Aber die Gelsenkirchener nicht – das Bürgerforum HSH erreichte ein Moratorium für das Hans-Sachs-Haus, welches neben dem Musiktheater das zweite Baukunstwerk von Bedeutung in der Stadt ist.
Ist oder war? Von dem, was nach den Entwürfen von Alfred Fischer 1924–27 im Stil des Backstein-Expressionismus gebaut worden war, steht nur noch die äußere Hülle und davon auch nur zwei Drittel. Der südliche Flügel des U-förmigen Baukomplexes fiel nach Bombentreffern 1945 in sich zusammen. Weil aber Stadtrat und Stadtverwaltung dringend Platz brauchten, wurde nach dem Krieg schnell und auch größer wieder aufgebaut: Die Westseite bekam einen an den erneuerten Südflügel anschließenden Erweiterungstrakt und innen wurde viel verändert. Aber wie früher umschloss das Geviert den großen Konzert- und Veranstaltungssaal und den Ratssaal.

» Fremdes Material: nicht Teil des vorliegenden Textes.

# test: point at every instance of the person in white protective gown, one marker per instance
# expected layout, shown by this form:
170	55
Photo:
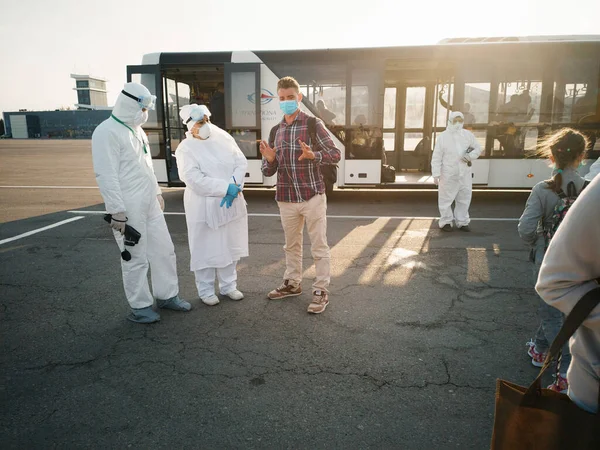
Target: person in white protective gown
454	150
213	169
125	176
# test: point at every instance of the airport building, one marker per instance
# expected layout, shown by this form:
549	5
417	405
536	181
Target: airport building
92	109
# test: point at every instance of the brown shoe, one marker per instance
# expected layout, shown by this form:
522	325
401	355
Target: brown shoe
319	303
285	290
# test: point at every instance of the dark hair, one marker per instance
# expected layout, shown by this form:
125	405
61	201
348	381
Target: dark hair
288	82
566	146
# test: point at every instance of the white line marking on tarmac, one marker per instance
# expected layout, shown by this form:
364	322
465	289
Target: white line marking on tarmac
480	219
39	230
49	187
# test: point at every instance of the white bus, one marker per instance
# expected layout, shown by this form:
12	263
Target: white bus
385	106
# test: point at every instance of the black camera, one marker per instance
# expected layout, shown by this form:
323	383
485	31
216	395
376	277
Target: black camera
131	235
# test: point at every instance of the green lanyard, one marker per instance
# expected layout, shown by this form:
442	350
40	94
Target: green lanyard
133	132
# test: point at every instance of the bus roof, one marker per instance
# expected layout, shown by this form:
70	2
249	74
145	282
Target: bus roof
556	38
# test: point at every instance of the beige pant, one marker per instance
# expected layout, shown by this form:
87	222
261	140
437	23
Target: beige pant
293	216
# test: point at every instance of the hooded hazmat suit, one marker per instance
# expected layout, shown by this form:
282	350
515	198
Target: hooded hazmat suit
218	236
125	176
455	178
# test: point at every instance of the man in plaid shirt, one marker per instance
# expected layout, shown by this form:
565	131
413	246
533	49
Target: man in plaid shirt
300	193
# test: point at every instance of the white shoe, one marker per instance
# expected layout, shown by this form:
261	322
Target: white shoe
210	301
235	295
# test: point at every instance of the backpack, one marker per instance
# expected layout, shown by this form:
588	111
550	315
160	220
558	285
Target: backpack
565	202
329	171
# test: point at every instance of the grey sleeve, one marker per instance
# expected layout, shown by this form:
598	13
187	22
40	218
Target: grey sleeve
533	213
571	267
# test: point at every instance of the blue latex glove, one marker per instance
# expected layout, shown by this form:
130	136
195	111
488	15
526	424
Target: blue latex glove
228	200
233	190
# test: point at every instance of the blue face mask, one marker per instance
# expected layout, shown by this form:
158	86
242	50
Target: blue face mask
288	107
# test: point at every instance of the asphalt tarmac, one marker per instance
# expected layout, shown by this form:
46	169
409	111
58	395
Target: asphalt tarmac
419	326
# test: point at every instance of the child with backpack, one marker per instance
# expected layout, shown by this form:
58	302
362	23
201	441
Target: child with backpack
546	207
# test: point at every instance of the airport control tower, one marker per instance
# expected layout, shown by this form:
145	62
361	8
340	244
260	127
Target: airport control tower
91	92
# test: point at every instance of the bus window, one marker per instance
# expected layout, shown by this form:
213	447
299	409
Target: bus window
576	92
519	101
247	141
476	103
415	108
366	137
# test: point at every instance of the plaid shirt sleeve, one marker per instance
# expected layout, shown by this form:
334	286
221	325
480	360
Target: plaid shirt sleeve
325	150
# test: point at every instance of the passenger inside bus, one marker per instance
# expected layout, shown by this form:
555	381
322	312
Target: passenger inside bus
367	142
466	109
325	114
510	142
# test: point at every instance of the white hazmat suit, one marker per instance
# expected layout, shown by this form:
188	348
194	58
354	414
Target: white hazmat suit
125	176
453	150
218	235
594	170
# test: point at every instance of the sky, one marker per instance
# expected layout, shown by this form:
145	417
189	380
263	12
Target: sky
42	42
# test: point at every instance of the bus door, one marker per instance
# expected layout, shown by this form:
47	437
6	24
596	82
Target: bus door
149	76
243	101
412	131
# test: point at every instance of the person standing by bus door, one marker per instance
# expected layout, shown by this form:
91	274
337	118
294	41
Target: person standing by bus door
451	170
300	193
125	176
213	169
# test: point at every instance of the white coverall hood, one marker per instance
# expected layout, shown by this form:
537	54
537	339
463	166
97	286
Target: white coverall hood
452	126
194	112
127	108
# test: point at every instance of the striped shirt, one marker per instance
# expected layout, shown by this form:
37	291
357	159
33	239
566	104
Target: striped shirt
299	181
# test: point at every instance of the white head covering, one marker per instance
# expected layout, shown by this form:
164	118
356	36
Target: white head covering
453	115
126	108
194	112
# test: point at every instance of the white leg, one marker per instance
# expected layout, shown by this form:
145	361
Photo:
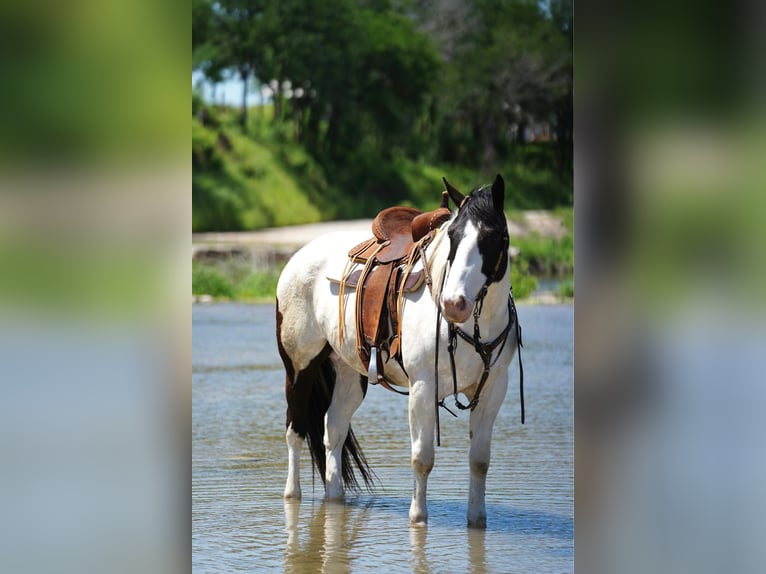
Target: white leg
481	423
294	448
346	398
422	437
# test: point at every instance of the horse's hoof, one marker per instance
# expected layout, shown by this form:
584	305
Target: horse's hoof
291	494
418	520
478	522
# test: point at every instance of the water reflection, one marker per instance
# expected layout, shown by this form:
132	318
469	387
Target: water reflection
241	523
419	562
326	541
333	531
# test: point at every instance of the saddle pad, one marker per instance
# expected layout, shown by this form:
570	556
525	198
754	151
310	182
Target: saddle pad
394	221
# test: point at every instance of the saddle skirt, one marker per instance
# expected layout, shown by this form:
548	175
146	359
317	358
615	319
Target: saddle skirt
381	270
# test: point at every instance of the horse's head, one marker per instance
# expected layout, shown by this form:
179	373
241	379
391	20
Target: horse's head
478	255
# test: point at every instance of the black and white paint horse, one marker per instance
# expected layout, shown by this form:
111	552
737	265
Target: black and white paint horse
478	334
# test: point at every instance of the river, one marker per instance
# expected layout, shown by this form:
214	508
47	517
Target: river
240	521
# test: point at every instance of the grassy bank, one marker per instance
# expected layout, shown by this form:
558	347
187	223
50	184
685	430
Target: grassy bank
259	177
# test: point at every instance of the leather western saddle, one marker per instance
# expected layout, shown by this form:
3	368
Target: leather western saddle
400	235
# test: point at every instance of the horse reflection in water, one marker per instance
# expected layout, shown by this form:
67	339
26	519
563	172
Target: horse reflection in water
334	530
463	308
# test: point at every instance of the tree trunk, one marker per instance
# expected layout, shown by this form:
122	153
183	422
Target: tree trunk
245	75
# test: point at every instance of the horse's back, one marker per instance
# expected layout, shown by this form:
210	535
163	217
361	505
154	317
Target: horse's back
322	257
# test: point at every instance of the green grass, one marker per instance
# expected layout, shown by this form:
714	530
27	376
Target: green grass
264	179
566	289
234	280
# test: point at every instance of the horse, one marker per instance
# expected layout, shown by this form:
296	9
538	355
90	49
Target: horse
466	308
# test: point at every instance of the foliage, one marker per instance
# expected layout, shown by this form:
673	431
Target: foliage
372	91
522	282
566	289
546	255
235	280
208	280
239	183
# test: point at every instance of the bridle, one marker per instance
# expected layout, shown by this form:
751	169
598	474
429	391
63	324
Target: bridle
483	349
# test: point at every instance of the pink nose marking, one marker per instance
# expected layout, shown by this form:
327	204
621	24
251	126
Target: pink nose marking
456	310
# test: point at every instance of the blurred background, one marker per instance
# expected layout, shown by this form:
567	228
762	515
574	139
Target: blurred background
305	113
95	213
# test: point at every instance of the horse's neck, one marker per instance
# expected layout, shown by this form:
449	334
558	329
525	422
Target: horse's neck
494	316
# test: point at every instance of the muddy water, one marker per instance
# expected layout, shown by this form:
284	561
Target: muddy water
241	523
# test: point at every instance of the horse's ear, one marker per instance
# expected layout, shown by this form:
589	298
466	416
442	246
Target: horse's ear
498	193
456	196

Zum Zeitpunkt des zweiten Wettbewerbs 2008, der den Weg für das heutige Ergebnis frei machte (Bauwelt 22.2008), war das seit 2001 geschlossene Gebäude bereits weitgehend entkernt. Einen Ursprungszustand wieder herzustellen, hätte – nach Wiederaufbau und begonnenem Rückbau – in jedem Falle eine Rekonstruktion bedeutet. Deshalb war die Entscheidung folgerichtig, sich auf einen ehrlichen Neubau einzulassen, jedoch mit den historischen Außenansichten. Diese Vorgaben erfüllte der Entwurf von gmp am schlüssigsten. Nach vier Jahren Bauzeit (etwas länger als geplant) steht das Hans-Sachs-Haus nun fertig da – und wer es nicht wüsste, könnte meinen, es sei das alte Backsteingebäude. Aber nur von vorne betrachtet, von der Ebertstraße aus. Die frühere Rückseite und heutige zweite Fassade am neuen Alfred-Fischer-Platz zeigt sich transparent in Stahl und Glas, seitlich gerahmt von den um die Ecken herum geführten steinernen Fassaden. An den drei Backsteinfronten wurde so viel restauriert wie möglich: das umlaufende Vordach mit den Leuchtkästen darüber, die rund geführte Verglasung und die tief liegenden kleinen Fenster im obersten Geschoss, selbst die breit gezogene Schrift „Hans-Sachs-Haus“. Gereinigt und repariert sind auch die charakteristische, durch vorspringende Steinlagen quer geriffelte Mauerwerksstruktur, die Keramikplatten an Sockel und Treppenhauserker, die die dunkel-changierende Färbung der Klinker noch einmal intensivieren, sowie die Treppenhausfenster mit ihren Beschlägen, die gemeinsam ein senkrechtes Lichtband ergeben. Vordach, Dachüberstand und die rings umlaufenden Simse, die die Fenster rahmen und das Ganze zusammen spannen, vermitteln jene vorwärts drängende Dynamik, die Erich Mendelsohn in seinen Entwurfsskizzen so einprägsam herausstrich und die Alfred Fischer an dem groß dimensionierten Hans-Sachs-Haus voll zur Geltung brachte.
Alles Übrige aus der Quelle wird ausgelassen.